Few Dimensions are Enough: Fine-tuning BERT with Selected Dimensions Revealed Its Redundant Nature
Shion Fukuhata, Yoshinobu Kano
TL;DR
This paper demonstrates that fine-tuning BERT exhibits substantial redundancy across token vectors, dimensional subspaces, and transformer layers on GLUE tasks. By evaluating token-wise, dimension-wise, and layer-wise variations, the authors show that information needed for many tasks is not confined to the CLS vector or to the full final-layer representation; two to three dimensions often suffice, and hidden-layer representations can substitute for the final layer under certain conditions. Freezing pre-trained layers generally reduces performance, while cross-task fine-tuning reveals limited catastrophic forgetting due to redundancy, suggesting multi-task robustness.

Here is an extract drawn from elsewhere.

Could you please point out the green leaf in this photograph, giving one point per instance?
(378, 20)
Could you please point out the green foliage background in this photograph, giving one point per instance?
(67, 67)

These findings point to strong opportunities for model pruning and efficient inference without large losses in task performance. The work contributes practical insights into dimensionality reduction, subnetwork selection, and cross-task transfer in large pre-trained transformers.
Abstract
When fine-tuning BERT models for specific tasks, it is common to select part of the final layer's output and input it into a newly created fully connected layer. However, it remains unclear which part of the final layer should be selected and what information each dimension of the layers holds. In this study, we comprehensively investigated the effectiveness and redundancy of token vectors, layers, and dimensions through BERT fine-tuning on GLUE tasks. The results showed that outputs other than the CLS vector in the final layer contain equivalent information, most tasks require only 2-3 dimensions, and while the contribution of lower layers decreases, there is little difference among higher layers. We also evaluated the impact of freezing pre-trained layers and conducted cross-fine-tuning, where fine-tuning is applied sequentially to different tasks. The findings suggest that hidden layers may change significantly during fine-tuning, BERT has considerable redundancy, enabling it to handle multiple tasks simultaneously, and its number of dimensions may be excessive.